3
votes

I am trying to copy an avro file to redshift using the COPY command. The file has a column that is of the type:

{'name': 'timestamp', 'type': ['null', {'logicalType': 'timestamp-millis', 'type': 'long'}]}],

Redshift variable type: "timestamp" timestamptz

When I run the following command copy if fails:

COPY table_name 
from 'fil_path.avro' 
iam_role 'the_role' 
FORMAT AS avro 'auto' 

raw field value: 1581306474335

Invalid timestamp format or value [YYYY-MM-DD HH24:MI:SSOF]

However If I add the following line It works:

timeformat 'epochmillisecs'

I tried to put my timestamp in microseconds which should be the base supported epoch resolution but it fails as well, and didn't find an appropriate name (epochmicrosecs didn't seem to do the job). My question is why is it so?

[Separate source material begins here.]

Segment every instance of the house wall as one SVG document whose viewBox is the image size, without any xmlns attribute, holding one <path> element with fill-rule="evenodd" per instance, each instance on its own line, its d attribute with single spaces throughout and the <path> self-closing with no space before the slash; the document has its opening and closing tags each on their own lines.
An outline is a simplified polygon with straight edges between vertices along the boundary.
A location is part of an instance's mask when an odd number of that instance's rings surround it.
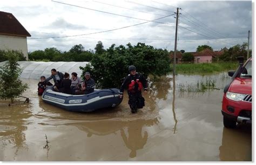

Furthermore I have another field that is causing some problem. A date field which apparently is saved as a number of days in the avro file (7305) that gives the following error:

Redshift variable type: "birthdate" date

avro: 'date_of_birth', 'type': ['null', {'type': 'int', 'logicalType': 'date'}]}

Invalid Date Format - length must be 10 or more

1
I have no clue as of why my solution works. I had the same problem (date as number of days after epoch). I passed the date as text '2020-02-01' and it worked. - Gabber

1 Answers

0
votes

Firstly, about the Time Format:

As Docs states:

COPY command attempts to implicitly convert the strings in the source data to the data type of the target column. If you need to specify a conversion that is different from the default behavior, or if the default conversion results in errors, you can manage data conversions by specifying the following parameters.

First Solution:

Redshift Doesn't Recognize epoch time by default to be able to convert it to the format of TimeStamp as a result it can't extract year, month, day..etc from the epoch time to put them in the TimeStamp Format, as stated by the Docs:

If your source data is represented as epoch time, that is the number of seconds or milliseconds since January 1, 1970, 00:00:00 UTC, specify 'epochsecs' or 'epochmillisecs'.

This is the supported Formats that Redshift can convert Using automatic recognition.

  • TimeStamp needs the format to be as YYYYMMDD HHMISS = 19960108 040809 to be able to extract it right, that's what the error state Invalid timestamp format or value [YYYY-MM-DD HH24:MI:SSOF], while epoch time format is just seconds or milliseconds since January 1, 1970 that it doesn't understand how to extract it's values from.
  • microseconds isn't supported as a parameter for TIMEFORMAT in Redshift.

Second Solution:

  1. You won't need to pass TIMEFORMAT to the COPY command, but you will insert epoch time in your staging tables as VARCHAR or TEXT.
  2. Then, when inserting epoch time from your staging tables into the schema tables convert it like this: TIMESTAMP 'epoch' + epoch_time/1000 * interval '1 second' AS time

Secondly, about date field:

  • DATE data type is specified as Calendar date (year, month, day) as stated by the Docs, As a result it can't be the number of days or be less than 10 characters in length (as 2021-03-04) and that's what the error tell us Invalid Date Format - length must be 10 or more.

The solution for Date field:

  1. You need to do a work-around, by passing the number of days as a VARCHAR or text to your staging tables.
  2. When loading the schema tables from the staging tables, apply Data cleaning by convert number of days to a DATE using TOCHAR: TO_DATE(TO_CHAR(number of days, '9999-99-99'),'YYYY-MM-DD')
  • As a result, number of days will be a valid DATE in your schema tables.